Bündnis 90/Die Grünen

Kritik an Vergabepraxis beim Deutschlandstipendium

(hib/ROL) Ein Jahr nach der Einführung des Deutschlandstipendiums ist eine fundierte Bilanz des Instruments dringend notwendig, fordern die Grünen in ihrer Kleinen Anfrage "Deutschlandstipendium und Begabtenförderungswerke" [(17/10351)](http://dip.bundestag.de/btd/17/103/1710351.pdf).

10.08.2012 Pressemeldung Deutscher Bundestag

Das Deutschlandstipendium ist ein deutschlandweites Stipendienprogramm, das begabte Studierende aller Nationalitäten an staatlichen und staatlich anerkannten Hochschulen mit monatlich 300 Euro fördert.

Laut der Erhebung des Statistischen Bundesamts hätten 2011 nicht einmal 0,25 Prozent der Studierenden ein Deutschlandstipendium nach dem "Gesetz zur Schaffung eines nationalen Stipendienprogramms" erhalten. Die Grünen kritisieren, dass damit die Bundesregierung ihr ursprünglich ausgegebenes Ziel deutlich verfehlt, in diesem Jahr acht Prozent der Studierenden mit einem Deutschlandstipendium zu fördern.

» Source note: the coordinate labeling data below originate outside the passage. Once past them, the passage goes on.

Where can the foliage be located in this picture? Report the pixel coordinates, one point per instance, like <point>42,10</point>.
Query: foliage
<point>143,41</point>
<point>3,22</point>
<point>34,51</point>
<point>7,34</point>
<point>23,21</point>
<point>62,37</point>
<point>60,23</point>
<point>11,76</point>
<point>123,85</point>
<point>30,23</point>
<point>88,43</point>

In einem Katalog von 30 Fragen wollen die Grünen wissen, wie sich der Finanzaufwand des Bundes für das Deutschlandstipendium entwickelt hat. Die Faktion fragt, warum bis zum 31. Dezember 2011 nur 5,7 Millionen Euro und damit nur etwas mehr als die Hälfte der für 2011 eingeplanten Haushaltsmittel abgeflossen sind. Auch interessiert die Grünen, ob die nicht verbrauchten Mittel für das Deutschlandstipendium vollständig in die Globale Minderausgabe eingeflossen sind. "Zu welchem Zeitpunkt", fragen die Grünen, "soll nach den Planungen der Bundesregierung die im Gesetz genannte Zielvorgabe von acht Prozent beziehungsweise 160.000 mit einem Deutschlandstipendium geförderte Studierende erreicht sein, und welche Zwischenschritte sind für die nächsten Jahre geplant?"

In ihrer Anfrage kritisieren die Grünen, dass kaum Aussagen zur sozialen Herkunft der Studierenden und zu den seitens der Stifter angegebenen Gründen für eine zweckgebundene Vergabe eines Stipendiums vorliegen. Auch zur Vergabepraxis und den Vergabevoraussetzungen wie auch zu den Verwaltungsausgaben der Hochschulen lägen keine Informationen vor.